Thursday, June 21, 2007

ACUIT MY CLIENT, PLEADS COUNSEL

COUNSEL for Alhaji Abass last Thursday urged the Accra Fast Track High Court to acquit and discharge his client of the narcotic charges because the law under which he has been charged is unconstitutional.
According to Mr Osafo Buaben, the counsel, Section 56 (c) of PNDCL 236, the law under which his client had been charged, was unconstitutional because it did not define the offences it created.
The law, he said, states that “Any person who abets or engages in a criminal conspiracy to commit any offence under this law ... is guilty and liable to punishment.”
In his submission of “no case”, Mr Buaben cited Section 173 of Act 30, which called for the acquittal of accused persons if insufficient proof of wrongdoing was established against them and stated that the prosecution woefully failed to establish any case for which the accused person should be called to answer.
He said in effect the law created an offence of abetment and criminal conspiracy but did not define what those were.
“That is in contravention of Article 19 (11) of the Constitution that no person shall be convicted of a criminal offence unless the offence is defined and the penalty(ies) of which is/are prescribed. The evidence is unreliable and has been so discredited during cross-examination that no tribunal will sustain it to convict,” counsel said.
The prosecution closed the case after calling 11 witnesses in the case in which Kwabena Amaning, alias Tagor, and Alhaji Abass are being tried for their role in the missing 76 parcels of cocaine on board the MV Benjamin.
It said, however, that the cocaine was stolen in April last year before the security agencies intercepted the vessel at the Tema Port.
Tagor is facing four counts of conspiracy, engaging in prohibited business related to narcotic drugs, buying of narcotic drugs and supplying narcotic drugs, while Alhaji Issah Abass faces two counts of conspiracy and supply of narcotic drugs.
They have pleaded not guilty to all the counts and have been refused bail by the court.
Initially Kwabena Acheampong, Tagor, Alhaji Issah Abass, Victor Kisseh, alias Yaw Billah, and Alhaji Moro Mohammed were arraigned at the Accra Circuit Court for allegedly dealing in narcotic drugs.
Some of them were said to have engaged in a conversation relating to the missing cocaine at the residence of ACP Kofi Boakye, the subject of which led to the setting up of the Justice Georgina Wood Committee.
However, on Wednesday, November 22, 2006, the prosecution entered a nolle prosequi (not willing to prosecute), resulting in the discharge of the accused persons, but fresh charges were preferred against Tagor and Abass, leading to their appearance at the Fast Track High Court.
Mr Buaben stated that the case could be distinguished from the various cases of wilfully causing financial loss to the state in which the authorities were certain that the word ‘wilful’ was not defined.
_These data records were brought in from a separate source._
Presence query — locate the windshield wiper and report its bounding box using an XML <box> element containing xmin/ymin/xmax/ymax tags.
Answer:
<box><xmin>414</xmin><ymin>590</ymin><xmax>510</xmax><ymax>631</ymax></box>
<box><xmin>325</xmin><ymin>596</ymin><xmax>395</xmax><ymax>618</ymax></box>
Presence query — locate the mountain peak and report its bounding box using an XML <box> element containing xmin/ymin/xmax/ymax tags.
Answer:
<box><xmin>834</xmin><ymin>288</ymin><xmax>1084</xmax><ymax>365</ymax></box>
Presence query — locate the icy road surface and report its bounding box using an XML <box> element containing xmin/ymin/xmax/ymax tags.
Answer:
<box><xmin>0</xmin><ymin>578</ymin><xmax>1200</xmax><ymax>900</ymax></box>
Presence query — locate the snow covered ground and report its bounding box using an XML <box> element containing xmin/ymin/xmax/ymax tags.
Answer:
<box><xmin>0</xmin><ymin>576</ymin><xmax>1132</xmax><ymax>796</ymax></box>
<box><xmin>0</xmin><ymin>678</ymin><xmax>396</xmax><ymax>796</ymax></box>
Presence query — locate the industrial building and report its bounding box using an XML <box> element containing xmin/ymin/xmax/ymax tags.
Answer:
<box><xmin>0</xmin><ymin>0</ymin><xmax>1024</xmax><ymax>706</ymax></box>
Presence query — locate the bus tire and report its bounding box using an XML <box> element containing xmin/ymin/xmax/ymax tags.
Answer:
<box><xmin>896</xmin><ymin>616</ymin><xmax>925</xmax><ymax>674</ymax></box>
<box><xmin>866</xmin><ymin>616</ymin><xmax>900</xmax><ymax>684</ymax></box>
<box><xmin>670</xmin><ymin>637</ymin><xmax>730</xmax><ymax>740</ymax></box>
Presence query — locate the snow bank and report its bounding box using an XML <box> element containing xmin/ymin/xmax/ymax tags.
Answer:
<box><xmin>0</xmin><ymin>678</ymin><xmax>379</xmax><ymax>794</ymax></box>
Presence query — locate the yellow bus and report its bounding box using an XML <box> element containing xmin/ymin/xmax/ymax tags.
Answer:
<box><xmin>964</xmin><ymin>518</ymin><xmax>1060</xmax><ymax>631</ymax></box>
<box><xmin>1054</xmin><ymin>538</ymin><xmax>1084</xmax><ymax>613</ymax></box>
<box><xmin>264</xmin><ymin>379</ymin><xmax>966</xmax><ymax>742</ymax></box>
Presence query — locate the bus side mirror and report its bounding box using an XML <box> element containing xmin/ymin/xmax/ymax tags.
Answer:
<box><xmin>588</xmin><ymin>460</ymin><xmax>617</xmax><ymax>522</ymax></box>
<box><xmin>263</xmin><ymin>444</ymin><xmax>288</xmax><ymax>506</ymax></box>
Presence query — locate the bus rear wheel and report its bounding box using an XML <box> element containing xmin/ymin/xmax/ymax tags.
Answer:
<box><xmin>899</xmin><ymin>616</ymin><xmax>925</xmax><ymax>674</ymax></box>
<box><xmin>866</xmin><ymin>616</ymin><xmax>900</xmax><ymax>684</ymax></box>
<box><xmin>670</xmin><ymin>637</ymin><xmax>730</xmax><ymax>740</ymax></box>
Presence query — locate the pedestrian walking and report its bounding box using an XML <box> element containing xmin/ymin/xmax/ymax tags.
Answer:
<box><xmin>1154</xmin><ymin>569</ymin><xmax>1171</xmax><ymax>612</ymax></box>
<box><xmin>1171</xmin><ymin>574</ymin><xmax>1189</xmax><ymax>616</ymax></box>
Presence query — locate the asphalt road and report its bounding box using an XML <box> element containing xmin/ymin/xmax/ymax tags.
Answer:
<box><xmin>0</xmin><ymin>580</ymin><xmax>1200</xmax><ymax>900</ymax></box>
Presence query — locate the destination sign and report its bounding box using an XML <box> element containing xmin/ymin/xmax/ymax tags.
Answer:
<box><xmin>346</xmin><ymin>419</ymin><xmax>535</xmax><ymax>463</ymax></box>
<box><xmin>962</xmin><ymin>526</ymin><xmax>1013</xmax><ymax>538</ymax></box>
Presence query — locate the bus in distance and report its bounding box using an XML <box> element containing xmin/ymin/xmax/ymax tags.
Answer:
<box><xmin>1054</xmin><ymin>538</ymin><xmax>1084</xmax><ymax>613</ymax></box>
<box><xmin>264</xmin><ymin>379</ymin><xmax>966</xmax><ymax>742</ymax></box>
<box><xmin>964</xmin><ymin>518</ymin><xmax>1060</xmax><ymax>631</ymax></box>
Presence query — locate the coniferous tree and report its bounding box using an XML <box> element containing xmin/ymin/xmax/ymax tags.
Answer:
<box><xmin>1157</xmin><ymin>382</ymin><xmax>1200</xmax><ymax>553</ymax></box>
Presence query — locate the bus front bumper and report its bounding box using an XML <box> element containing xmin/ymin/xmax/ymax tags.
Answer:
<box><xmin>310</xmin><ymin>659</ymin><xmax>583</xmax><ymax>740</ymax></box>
Counsel argued that quite apart from that law, the case was based on a recorded conversation that took place in ACP Boakye’s house in which there was no shred of evidence that the accused persons said they were going to look for the missing cocaine and enjoy the benefits.
He said Kwabena Acheampong, who participated in the said conversation and also testified for the prosecution, had said that during the conversation ACP Boakye had told them to put their ears on the ground.
Moreover, counsel said the other prosecution witnesses did not lead evidence on the particulars of the offence that the accused persons agreed to enjoy the benefits of the missing cocaine.
According to him, the police investigator, Inspector Charles Adabah, for instance, told the court that he relied on the recorded conversation to conduct his investigations but he never led evidence on the sort of co-operation among the accused persons for them to enjoy the benefits from the cocaine.
“The prosecution has no faith in this conspiracy charge and that is why ACP Boakye and the others who took part in the conversation were not charged,” counsel said, and added that nowhere in that conversation did the accused persons agree that they were going to co-operate to find the missing cocaine and then jointly enjoy it.
Counsel said further that PNDCL 236 stated that there must be a person who had undertaken an activity, the purpose of which was to establish either an enterprise or promote an enterprise relating to narcotic drugs without lawful authority.
He said what constituted narcotic drugs was defined in the law, saying that in the instant case a prosecution witness had told the court that for something to qualify to be called cocaine it must have been scientifically tested and proven, which was lacking in the case.
Mr Buaben said the framers of the law envisaged that problem and that was why they did what they did, arguing that none of the 11 witnesses called by the prosecution said the accused persons promoted narcotic drugs or engaged in that activity as prescribed by the law.
He said the charge was also based on the accused person having admitted to engaging in narcotic drugs and said there was no shred of evidence to the effect that the accused persons promoted an enterprise relating to narcotic drugs and that the recorded conversation and its transcript referred to the word ‘goods’ and not cocaine, as the prosecution was making the court to believe.
Counsel said it was not for anyone to say that ‘goods’ referred to cocaine because that would amount to speculation and, therefore, it would not be proper to sustain a conviction on the basis of a statement by the investigator that those in the narcotics business referred to cocaine as ‘goods’.
He said the accused could not be charged on the basis of admitting having supplied cocaine because a confession evidence could not sustain a conviction unless it was corroborated by an independent witness.
Mr Buaben said the charges were based on the recorded conversation, arguing that that was not enough for a conviction unless the prosecution went beyond that to call other material witnesses to corroborate that evidence.
Hearing is adjourned to June 21 for the prosecution to reply to the submissions made by the defence.